Mother, Daddy, and The Engineer made up a taxi schedule, getting me to and from work. When The Engineer and I went on dates, I rode in the backseat where I could stretch my casted leg out on the seat, and we held hands over the back of the front seat, leaving him to steer with his left hand. Once we went to a place that offered valet parking, and you should’ve seen the look on the parking attendant’s face as he tried to figure out which door(s) to open. Fortunately for him, I had it all figured out by then and could direct.

When I went in for my fifth week checkup, The Ortho took an x-ray and said he didn’t think my leg was ready to come out of the cast. I grabbed him by the tie, pulled him down to my eye level, and said, “Go get your saw ’cause I’m getting married next weekend, and I’m not wearing this plaster cast under my pouffy white dress or on my honeymoon. Now scoot.”

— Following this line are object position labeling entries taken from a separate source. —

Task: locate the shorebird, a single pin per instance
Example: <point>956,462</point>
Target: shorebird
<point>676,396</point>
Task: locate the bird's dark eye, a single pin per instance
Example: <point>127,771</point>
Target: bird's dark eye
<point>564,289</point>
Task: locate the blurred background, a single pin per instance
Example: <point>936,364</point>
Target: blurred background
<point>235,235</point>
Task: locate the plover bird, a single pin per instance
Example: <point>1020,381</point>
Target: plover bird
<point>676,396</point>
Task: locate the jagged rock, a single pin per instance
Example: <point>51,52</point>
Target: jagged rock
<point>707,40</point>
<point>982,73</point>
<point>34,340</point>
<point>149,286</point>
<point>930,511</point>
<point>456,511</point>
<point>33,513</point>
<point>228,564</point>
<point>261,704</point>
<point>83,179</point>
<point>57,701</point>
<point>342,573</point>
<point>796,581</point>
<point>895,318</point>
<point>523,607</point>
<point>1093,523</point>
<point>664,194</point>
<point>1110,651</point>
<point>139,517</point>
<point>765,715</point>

He did, and I didn’t, and well, I’ll tell you more about that another time.

Oh, and the worst thing about when I got hit by the car (depending on who you ask)? I was wearing Jan’s dress, and when the car pushed me along Linden Avenue, the asphalt rubbed a hole in the upper back shoulder area. She was not happy, even after the dry cleaners did what I thought was a decent job of mending.